Alex Reid  //  Software developer from Newcastle upon Tyne, UK. All of the dubious opinions stated here are purely my own and not those of my employer.

Aug 20 / 2:12pm

Continuations in web development

Cleanly defining and managing the flow of screens in web applications, particularly multi-step processes or workflows can be challenging. Due to the stateless nature of HTTP, state has to be managed through cookies, hidden fields, URLs or session data held on the server. What if the user clicks the back button? Meh.

I was thinking, why can't we model web application flow like the monolithic programs we knocked together when we were young? (Or was that just me?)

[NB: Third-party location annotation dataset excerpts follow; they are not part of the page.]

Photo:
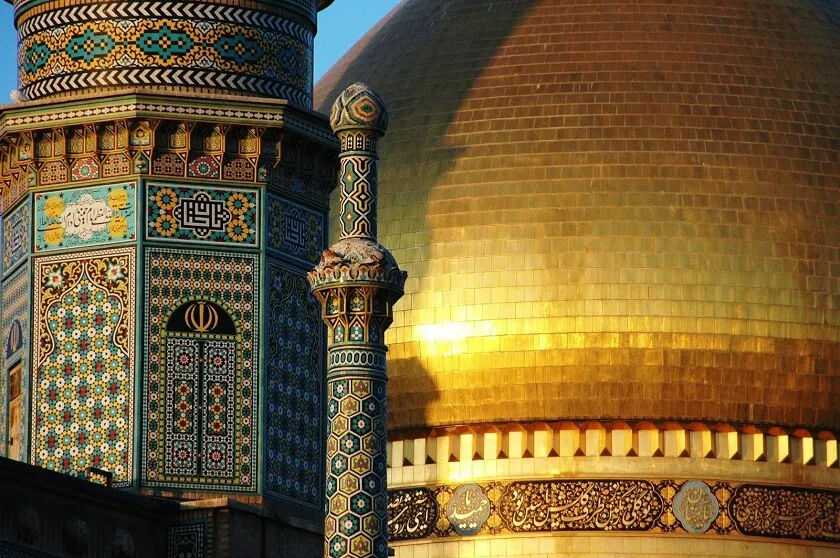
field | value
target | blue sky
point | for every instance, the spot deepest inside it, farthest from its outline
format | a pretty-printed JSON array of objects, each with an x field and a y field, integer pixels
[{"x": 339, "y": 26}]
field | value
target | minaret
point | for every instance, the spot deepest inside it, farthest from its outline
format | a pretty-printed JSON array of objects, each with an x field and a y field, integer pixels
[
  {"x": 165, "y": 186},
  {"x": 357, "y": 282}
]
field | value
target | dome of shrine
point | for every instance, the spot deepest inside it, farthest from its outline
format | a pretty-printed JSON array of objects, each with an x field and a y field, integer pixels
[{"x": 625, "y": 210}]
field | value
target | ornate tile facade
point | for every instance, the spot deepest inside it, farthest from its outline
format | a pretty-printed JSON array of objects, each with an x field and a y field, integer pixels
[
  {"x": 83, "y": 390},
  {"x": 176, "y": 43},
  {"x": 294, "y": 231},
  {"x": 15, "y": 320},
  {"x": 355, "y": 520},
  {"x": 201, "y": 342},
  {"x": 85, "y": 217},
  {"x": 294, "y": 388},
  {"x": 667, "y": 506},
  {"x": 209, "y": 215},
  {"x": 17, "y": 228}
]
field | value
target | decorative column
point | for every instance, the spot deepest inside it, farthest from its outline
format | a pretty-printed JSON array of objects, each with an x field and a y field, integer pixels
[{"x": 357, "y": 282}]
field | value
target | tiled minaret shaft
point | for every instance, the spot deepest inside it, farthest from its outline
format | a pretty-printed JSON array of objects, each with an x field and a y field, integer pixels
[{"x": 357, "y": 282}]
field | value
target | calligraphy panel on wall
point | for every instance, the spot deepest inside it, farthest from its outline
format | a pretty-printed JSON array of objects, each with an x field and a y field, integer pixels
[
  {"x": 16, "y": 236},
  {"x": 85, "y": 217},
  {"x": 206, "y": 215},
  {"x": 294, "y": 388},
  {"x": 82, "y": 408},
  {"x": 294, "y": 231},
  {"x": 666, "y": 506},
  {"x": 16, "y": 350},
  {"x": 200, "y": 388}
]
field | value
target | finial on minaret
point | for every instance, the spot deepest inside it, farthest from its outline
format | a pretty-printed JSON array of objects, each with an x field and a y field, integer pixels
[{"x": 357, "y": 282}]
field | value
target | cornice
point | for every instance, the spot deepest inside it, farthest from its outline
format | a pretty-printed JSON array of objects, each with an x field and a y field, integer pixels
[{"x": 140, "y": 103}]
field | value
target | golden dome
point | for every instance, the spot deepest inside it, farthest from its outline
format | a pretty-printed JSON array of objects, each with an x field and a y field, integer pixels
[{"x": 622, "y": 210}]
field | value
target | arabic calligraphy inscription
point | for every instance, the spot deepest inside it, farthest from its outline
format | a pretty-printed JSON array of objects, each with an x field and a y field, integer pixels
[
  {"x": 695, "y": 507},
  {"x": 786, "y": 512},
  {"x": 468, "y": 509},
  {"x": 580, "y": 506},
  {"x": 85, "y": 217},
  {"x": 412, "y": 513}
]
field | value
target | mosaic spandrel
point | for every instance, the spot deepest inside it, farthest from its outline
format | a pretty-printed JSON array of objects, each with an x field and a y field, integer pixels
[
  {"x": 82, "y": 411},
  {"x": 85, "y": 217},
  {"x": 200, "y": 389}
]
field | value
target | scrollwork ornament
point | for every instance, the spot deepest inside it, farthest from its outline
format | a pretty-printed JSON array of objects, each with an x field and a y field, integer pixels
[
  {"x": 786, "y": 512},
  {"x": 468, "y": 509},
  {"x": 696, "y": 507},
  {"x": 580, "y": 506},
  {"x": 412, "y": 514}
]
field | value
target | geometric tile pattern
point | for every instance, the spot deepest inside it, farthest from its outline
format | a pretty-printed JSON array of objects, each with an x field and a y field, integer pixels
[
  {"x": 294, "y": 231},
  {"x": 202, "y": 215},
  {"x": 358, "y": 197},
  {"x": 356, "y": 478},
  {"x": 83, "y": 390},
  {"x": 186, "y": 541},
  {"x": 166, "y": 43},
  {"x": 357, "y": 282},
  {"x": 198, "y": 408},
  {"x": 16, "y": 236},
  {"x": 613, "y": 505},
  {"x": 85, "y": 217},
  {"x": 215, "y": 447},
  {"x": 16, "y": 312},
  {"x": 293, "y": 388}
]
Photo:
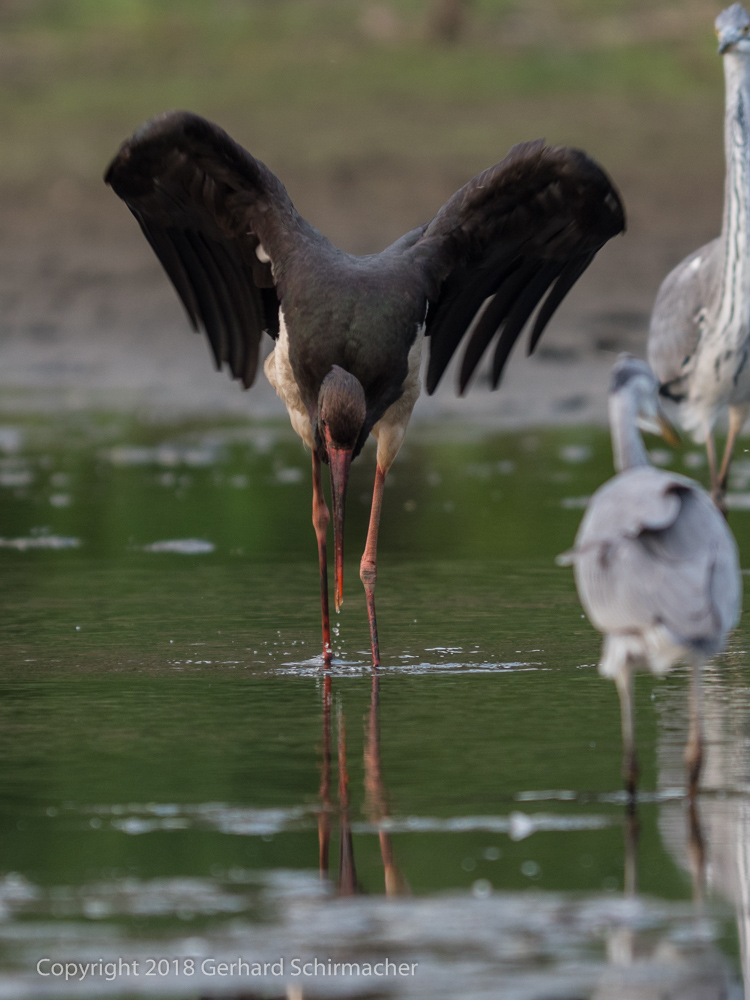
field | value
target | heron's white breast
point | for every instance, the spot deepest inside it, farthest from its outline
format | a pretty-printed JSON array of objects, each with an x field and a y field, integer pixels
[{"x": 278, "y": 369}]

10 PRINT "What is your name?"
20 INPUT NAME$
30 PRINT "Hello, ";NAME$
RUN

What is your name?
? Alex
Hello, Alex

It turns out I hadn't invented anything. An approach known as a continuation can make this happen. The Apache Cocoon and Seaside framework do just this in a web setting and this article from IBM describes it very well. A continuation is effectively a way of freezing code execution mid flow and squirreling it away to be continued later. When that happens, all prior state/variables are as they were and the code can continue to run, unaware that anything happened.

Somewhat like hibernating your laptop, rather than shutting it down, perhaps.

As it happens, this approach fits well with the HTTP request/response cycle. Code runs, needs more input - continuation stored and HTML form displayed. User supplies more input and clicks submit. Server runs continuation and does some processing - decides more data is needed, continuation stored and another HTML form displayed.

I imagine this kind of monolithic flow would make for very readable business process implementation. I like the idea of the logic of a process is defined as simply as possible in a single location, not scattered across user controls and databases.

One to ponder. This could be one of those cases where a disproportionate amount of complexity is introduced to make something else simpler. Maybe the way we program for the web isn't perfect, but isn't horribly broken either.